Les chiffres du commerce sont intervenus après que les données avaient montré que l'activité manufacturière est tombée à un niveau record dans des conditions où le taux de croissance annuel de la Chine, avant le déclenchement de l'épidémie de coronavirus, était déjà le plus bas en trois décennies.

Selon une enquête menée par l'administration douanière chinoise publiée ce week-end, plus de 80 pour cent des entreprises étrangères du pays sont retournées au travail. Cependant, le ministère de l'Industrie et des Technologies de l'information a déclaré que moins d'un tiers des petites et moyennes entreprises qui emploient 80 pour cent de la main-d'œuvre fonctionnent normalement.

Bien qu'elle ne soit pas directement liée à l'épidémie de coronavirus et qu'elle ait sa source immédiate en particulier à cause de facteurs nationaux, l'annonce par le Liban qu'il fera défaut sur sa dette de 1,2 milliard de dollars libellée en dollars américains - le premier défaut de ce type dans l'histoire - est néanmoins un signe de processus mondiaux plus larges.

Le Premier ministre Hassan Dian a déclaré que le pays faisait face à «une crise économique d'une ampleur sans précédent».

Lorsque l'annonce a été faite, l'opinion dominante était que cela ne déclencherait pas une crise dans d'autres marchés dits émergents, qui dépendent fortement des prêts libellés en dollars.

«Si cela devait déclencher quelque chose de plus largement négatif pour les marchés émergents, il faudrait que cela s'accompagne de nouvelles plus négatives sur le coronavirus et que le PIB mondial et les prix du pétrole baissent encore», a déclaré Nick Eisinger, un gestionnaire de portefeuille des marchés émergents au Wall Street Journal.

Mais dans les trois jours qui ont suivi l'annonce, c'est exactement ce qui s'est produit.

De plus, la crise ne se manifeste pas seulement aux extrémités, mais au cœur de l'économie capitaliste mondiale, les États-Unis.

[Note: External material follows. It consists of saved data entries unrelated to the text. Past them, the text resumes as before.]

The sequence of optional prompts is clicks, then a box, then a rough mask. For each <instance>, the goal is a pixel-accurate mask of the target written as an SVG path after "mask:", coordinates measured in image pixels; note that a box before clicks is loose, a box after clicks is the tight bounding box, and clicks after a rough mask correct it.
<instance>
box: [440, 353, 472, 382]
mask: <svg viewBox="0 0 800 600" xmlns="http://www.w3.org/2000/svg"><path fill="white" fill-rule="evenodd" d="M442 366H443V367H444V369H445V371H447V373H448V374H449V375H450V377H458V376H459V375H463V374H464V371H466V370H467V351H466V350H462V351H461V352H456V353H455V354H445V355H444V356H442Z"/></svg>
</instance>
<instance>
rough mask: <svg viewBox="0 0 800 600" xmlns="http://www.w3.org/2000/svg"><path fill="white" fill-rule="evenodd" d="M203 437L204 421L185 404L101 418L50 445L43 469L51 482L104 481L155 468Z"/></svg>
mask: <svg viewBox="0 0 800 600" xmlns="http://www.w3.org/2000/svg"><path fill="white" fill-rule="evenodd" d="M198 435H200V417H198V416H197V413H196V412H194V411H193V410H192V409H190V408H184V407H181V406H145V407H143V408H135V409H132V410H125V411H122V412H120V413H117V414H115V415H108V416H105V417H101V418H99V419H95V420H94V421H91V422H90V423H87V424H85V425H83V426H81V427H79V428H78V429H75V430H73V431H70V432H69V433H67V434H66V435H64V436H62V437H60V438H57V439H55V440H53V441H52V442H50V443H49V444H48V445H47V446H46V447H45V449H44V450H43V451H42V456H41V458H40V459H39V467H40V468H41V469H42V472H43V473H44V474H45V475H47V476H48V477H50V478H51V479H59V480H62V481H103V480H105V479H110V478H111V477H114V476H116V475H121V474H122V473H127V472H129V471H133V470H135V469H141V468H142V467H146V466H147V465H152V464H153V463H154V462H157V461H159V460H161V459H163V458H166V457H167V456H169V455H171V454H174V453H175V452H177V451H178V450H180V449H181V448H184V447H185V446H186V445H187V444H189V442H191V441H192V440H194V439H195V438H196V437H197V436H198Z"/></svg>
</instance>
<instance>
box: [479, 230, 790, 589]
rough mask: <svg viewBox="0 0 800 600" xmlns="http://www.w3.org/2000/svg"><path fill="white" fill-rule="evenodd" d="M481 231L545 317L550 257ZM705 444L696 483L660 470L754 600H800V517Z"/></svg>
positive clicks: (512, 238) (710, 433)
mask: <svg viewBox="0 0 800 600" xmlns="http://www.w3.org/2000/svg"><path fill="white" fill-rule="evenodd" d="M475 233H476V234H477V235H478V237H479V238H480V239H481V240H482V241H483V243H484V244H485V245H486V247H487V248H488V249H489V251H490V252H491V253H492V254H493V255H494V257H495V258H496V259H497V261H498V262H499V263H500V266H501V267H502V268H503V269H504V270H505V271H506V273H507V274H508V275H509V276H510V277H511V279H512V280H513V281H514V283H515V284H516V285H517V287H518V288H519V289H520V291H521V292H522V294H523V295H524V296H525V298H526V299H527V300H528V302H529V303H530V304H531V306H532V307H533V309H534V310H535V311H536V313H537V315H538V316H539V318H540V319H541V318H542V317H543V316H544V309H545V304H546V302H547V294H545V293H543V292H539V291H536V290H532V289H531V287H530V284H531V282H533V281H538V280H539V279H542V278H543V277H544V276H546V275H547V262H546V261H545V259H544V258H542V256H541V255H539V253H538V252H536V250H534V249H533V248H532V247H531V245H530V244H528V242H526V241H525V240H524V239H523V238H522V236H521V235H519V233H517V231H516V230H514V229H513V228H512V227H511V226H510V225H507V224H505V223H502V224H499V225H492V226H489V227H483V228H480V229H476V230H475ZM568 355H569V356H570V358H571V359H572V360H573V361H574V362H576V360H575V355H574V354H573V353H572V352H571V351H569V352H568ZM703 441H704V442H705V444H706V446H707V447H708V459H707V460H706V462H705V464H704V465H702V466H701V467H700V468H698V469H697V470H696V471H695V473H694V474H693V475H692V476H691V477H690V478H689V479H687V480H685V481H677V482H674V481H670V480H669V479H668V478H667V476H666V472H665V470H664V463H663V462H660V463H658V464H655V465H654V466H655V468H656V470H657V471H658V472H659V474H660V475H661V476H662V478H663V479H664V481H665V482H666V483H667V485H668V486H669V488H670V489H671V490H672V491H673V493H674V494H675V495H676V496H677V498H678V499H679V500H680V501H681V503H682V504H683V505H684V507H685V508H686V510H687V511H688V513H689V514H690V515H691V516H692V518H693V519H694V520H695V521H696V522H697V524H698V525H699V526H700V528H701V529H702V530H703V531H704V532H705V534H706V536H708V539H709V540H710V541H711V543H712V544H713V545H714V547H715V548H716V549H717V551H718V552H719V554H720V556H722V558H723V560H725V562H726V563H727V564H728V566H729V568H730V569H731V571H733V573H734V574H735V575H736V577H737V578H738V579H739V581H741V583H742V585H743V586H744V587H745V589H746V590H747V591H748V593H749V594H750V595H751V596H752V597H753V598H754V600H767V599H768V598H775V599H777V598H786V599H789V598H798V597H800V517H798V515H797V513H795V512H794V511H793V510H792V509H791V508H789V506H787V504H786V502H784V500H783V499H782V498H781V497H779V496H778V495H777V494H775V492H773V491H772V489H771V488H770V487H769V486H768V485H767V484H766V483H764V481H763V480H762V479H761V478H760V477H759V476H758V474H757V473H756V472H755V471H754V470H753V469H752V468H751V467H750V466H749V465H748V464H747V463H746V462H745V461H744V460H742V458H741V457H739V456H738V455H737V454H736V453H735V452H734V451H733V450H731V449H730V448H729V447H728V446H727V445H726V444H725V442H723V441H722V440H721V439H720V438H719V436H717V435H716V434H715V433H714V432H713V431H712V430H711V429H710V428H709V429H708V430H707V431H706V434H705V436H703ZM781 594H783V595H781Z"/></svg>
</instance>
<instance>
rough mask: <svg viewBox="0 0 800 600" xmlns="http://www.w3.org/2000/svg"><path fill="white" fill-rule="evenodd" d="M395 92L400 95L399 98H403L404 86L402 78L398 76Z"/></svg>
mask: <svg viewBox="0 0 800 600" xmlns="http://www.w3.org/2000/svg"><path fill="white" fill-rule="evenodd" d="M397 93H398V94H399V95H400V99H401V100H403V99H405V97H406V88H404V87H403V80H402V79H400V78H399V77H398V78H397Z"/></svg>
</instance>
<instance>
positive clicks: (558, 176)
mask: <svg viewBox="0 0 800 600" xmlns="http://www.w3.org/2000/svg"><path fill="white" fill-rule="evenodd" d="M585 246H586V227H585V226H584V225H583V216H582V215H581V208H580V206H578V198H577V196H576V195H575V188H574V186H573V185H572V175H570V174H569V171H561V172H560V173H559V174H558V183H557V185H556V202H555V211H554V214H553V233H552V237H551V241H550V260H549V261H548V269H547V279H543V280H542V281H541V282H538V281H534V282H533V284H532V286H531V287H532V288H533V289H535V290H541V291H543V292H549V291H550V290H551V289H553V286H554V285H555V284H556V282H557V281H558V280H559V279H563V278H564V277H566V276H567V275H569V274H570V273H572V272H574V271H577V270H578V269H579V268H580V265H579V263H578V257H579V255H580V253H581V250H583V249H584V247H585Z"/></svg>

Dans un commentaire publié aujourd'hui, la rédactrice en chef du Financial Times, Rana Foroohar, a noté que le coronavirus était un déclencheur de ce qu'elle a appelé à ce stade une «correction» en bourse.

«Les États-Unis sont dans le cycle économique le plus long jamais enregistré, avec des monticules de dette mondiale, une baisse de la qualité du crédit et des décennies de taux d'intérêt bas poussant les prix des actifs à des niveaux insoutenables. […] La vérité est que l'économie américaine dépend désormais des bulles d'actifs pour sa survie.»

Cette situation est le résultat de changements de politique, remontant à des décennies et facilités par les gouvernements démocrates et républicains, qui ont bâti une économie «dangereusement dépendante des caprices de Wall Street.»